Parents may wish to help their children purchase a home or to gift generally during their lifetime. If parents are concerned about loaning or gifting unequally among children, one solution is to include a “hotchpot” clause in their wills.

“Hotchpot” literally means a mixture of property. After the parent’s death (or the surviving parent’s death), the estate trustees would take into account the amounts each child already received to calculate the final amount due to each child under the terms of the parent’s will. One might view this as an equalization of assets given both during lifetime and on death.

If a child has received an advance from a parent or owes a debt to a parent that the parent would like to have taken into account when dividing the residue of the estate among all children, then a “hotchpot” clause should be included in his or her will.

Alternately, a parent may consider forgiving a loan, subject to tax considerations. In including an equalization provision, a parent can give without any concern of treating children unequally at the end of the day. The equalization provision would allow a parent to address major amounts gifted to one or more children during the parent’s lifetime and ensure that all children receive the same benefit on the parent’s death.

How to structure the gift or loan to a child should also be considered in light of family law considerations, to ensure protection on matrimonial breakdown between a child and his or her spouse. Parents should get legal advice on how best to structure the transaction, whether by way of gift or loan and how to document it properly.

The estate trustee will need to be able to clearly determine whether an advance was a gift or a loan and, with respect to a gift, whether it will be taken into account by way of hotchpot, or, with respect to a loan, whether it will be taken into account by way of hotchpot (and set-off against a share) or will be forgiven. Proper documentation of the structure of the gift or loan, and the parent’s intention on how to treat it on death, is paramount. In many cases, unfortunately, these intentions are not well documented.

Individuals who are subject to U.S. gift and estate tax may wish to take advantage of the current high exemption amount applicable, which is currently $11.58 million USD. In addition to this lifetime exemption, a U.S. person is entitled to an annual exclusion of $15,000 USD for gifts made to anyone other than a spouse, including children. Anything over and above the annual exclusion would be considered to be part of the lifetime exclusion if certain tax filings are made.

The current American federal unified estate and gift tax exemption amount is set to revert to its original $5 million USD amount indexed for inflation in 2026 (although it may change sooner if there is a change in government). The IRS has confirmed that there will not be a “clawback” for gifts made under the increased estate and gift tax exclusion. In light of this, now may be an appropriate time for U.S. persons to consider giving significant gifts.

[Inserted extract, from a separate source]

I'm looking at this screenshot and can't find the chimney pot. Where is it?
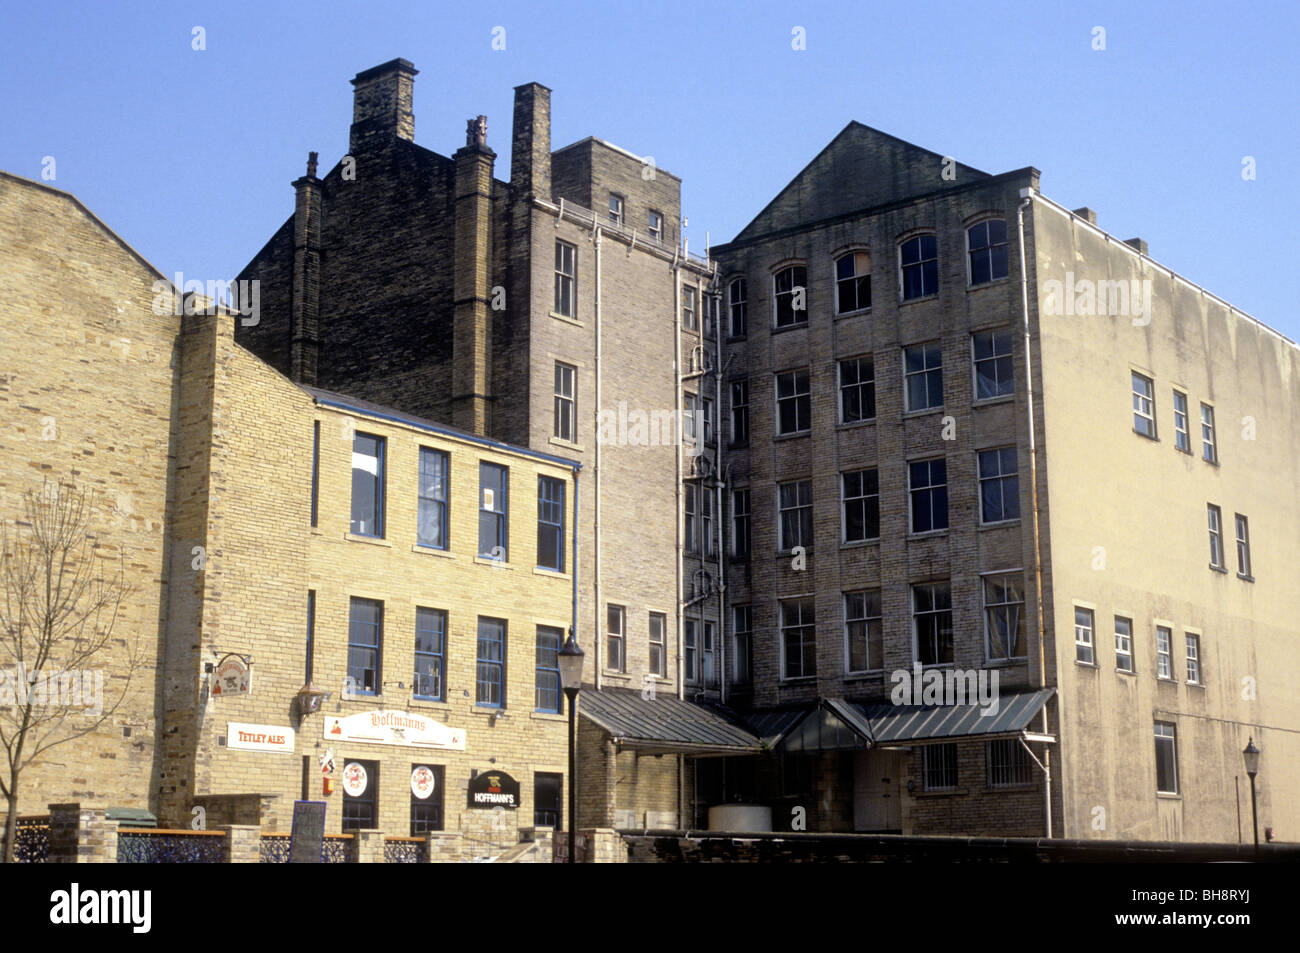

In considering transitioning wealth and providing financial assistance to a child or children during a parent’s lifetime, it is important to get professional advice on how best to structure and document any gifts or loans and how to ensure that they fit into one’s overall estate and giving plans.

— Marly Peikes

The comments offered in this article are meant to be general in nature, are limited to the law of Ontario, Canada, and are not intended to provide legal or tax advice on any individual situation. Before taking any action involving your individual situation, you should seek legal advice to ensure it is appropriate to your personal circumstances.